Dance with who brung you

Jane’s first rule of social tools is: Do what you can with what you have, and fight to get what you really want. There are lots of options for photo-based tools, including soliciting images, making your own collages, and putting them into SharePoint blog posts if you have to. If you work in a hospital, you’ll need rules about the people you can—or can’t—post photos of. Or you may have to go with some text-only LinkedIn-based approach. Figure it out.

Leading a horse to water

In my experience, the bigger challenge is not with getting a place to try out ideas but in getting workers to help contribute content. Often it’s that I’m trying to get them to both contribute material and use a new tool at the same time.

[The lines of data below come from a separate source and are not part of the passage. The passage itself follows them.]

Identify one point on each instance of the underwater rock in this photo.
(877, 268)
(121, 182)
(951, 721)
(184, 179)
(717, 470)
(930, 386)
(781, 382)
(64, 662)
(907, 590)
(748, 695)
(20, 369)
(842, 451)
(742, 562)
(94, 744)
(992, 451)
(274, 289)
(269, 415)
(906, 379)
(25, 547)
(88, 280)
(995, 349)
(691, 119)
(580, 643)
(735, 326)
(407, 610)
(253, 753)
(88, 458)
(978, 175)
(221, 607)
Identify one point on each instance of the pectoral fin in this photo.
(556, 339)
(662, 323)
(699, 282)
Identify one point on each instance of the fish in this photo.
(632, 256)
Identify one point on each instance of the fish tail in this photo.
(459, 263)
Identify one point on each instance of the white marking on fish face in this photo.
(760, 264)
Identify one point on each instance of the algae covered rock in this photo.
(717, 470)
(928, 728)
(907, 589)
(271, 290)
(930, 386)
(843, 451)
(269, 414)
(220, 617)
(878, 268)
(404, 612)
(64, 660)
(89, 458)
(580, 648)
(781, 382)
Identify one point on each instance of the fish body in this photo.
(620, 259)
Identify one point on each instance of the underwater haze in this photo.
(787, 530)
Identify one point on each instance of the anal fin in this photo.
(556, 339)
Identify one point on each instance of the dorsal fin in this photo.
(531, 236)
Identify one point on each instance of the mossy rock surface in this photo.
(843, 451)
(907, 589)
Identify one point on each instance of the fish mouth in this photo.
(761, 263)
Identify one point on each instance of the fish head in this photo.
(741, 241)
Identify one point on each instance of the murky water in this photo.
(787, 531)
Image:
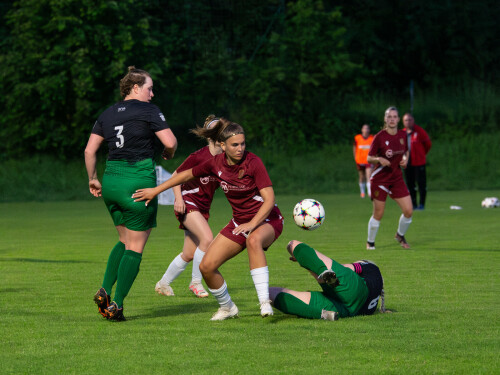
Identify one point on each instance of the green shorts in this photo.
(121, 179)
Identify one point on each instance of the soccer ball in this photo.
(309, 214)
(490, 202)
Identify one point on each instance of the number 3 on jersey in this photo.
(373, 303)
(121, 139)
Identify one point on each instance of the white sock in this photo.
(404, 223)
(196, 274)
(373, 225)
(260, 278)
(175, 268)
(222, 296)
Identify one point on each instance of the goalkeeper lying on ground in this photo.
(348, 290)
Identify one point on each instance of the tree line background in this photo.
(294, 74)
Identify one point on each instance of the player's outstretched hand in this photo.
(144, 195)
(95, 188)
(384, 162)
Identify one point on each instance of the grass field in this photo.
(444, 291)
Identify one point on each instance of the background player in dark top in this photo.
(347, 289)
(256, 222)
(419, 144)
(389, 153)
(192, 205)
(130, 128)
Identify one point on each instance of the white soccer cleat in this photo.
(329, 315)
(266, 309)
(164, 289)
(225, 313)
(198, 290)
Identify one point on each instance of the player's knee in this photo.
(292, 245)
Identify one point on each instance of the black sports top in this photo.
(129, 127)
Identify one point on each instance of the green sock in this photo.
(307, 258)
(114, 260)
(127, 272)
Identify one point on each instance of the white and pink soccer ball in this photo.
(309, 214)
(490, 202)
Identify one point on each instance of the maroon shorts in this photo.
(274, 219)
(362, 167)
(189, 208)
(395, 189)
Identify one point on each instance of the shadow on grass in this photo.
(35, 260)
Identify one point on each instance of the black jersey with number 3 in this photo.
(129, 127)
(373, 280)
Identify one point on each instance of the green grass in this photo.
(444, 293)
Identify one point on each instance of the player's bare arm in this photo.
(169, 141)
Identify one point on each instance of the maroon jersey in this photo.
(240, 182)
(391, 147)
(200, 191)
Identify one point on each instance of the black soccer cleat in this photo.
(102, 299)
(114, 313)
(329, 277)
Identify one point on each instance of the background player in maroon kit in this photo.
(389, 151)
(256, 222)
(192, 205)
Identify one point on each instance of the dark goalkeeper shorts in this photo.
(121, 179)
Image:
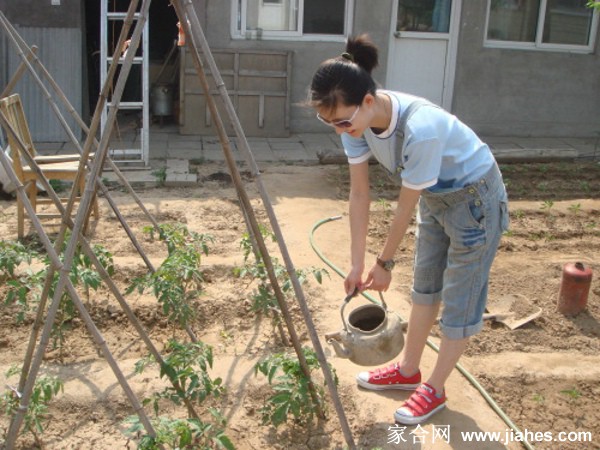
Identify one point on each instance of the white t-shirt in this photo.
(440, 152)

One thing I’ve found that works really well is starting in a place that’s non-threatening or not perceived as yet another work task. Instead of starting out with a straight-up training topic, look around for a work-related event—employee appreciation day, a workplace wellness activity, a charity kickoff, a holiday staff party, a project launch—and build an activity around that. Maybe you could do a Pinterest board of a worker’s baby, or pet pictures, or video clips of a favorite dance move. I once asked people to submit an image of a favorite holiday food, decoration, or memory of a gathering along with a comment about what it meant to them—and they loved it. And the next time I wanted to use Pinterest for a work activity, I didn’t have to arm-wrestle about it. Everyone had seen the tool, and had fun using it, and already had accounts. There was no ramp-up or “selling” time. Look for opportunities to get people interested in trying a tool, even if it’s just “post a picture of your workspace” with a custom Snapchat filter.

Look past the usual

People love to take, edit, and share images. Look past the usual uses of a tool—shopping, selfies, home décor—to find ways of supporting workplace learning and relationship building.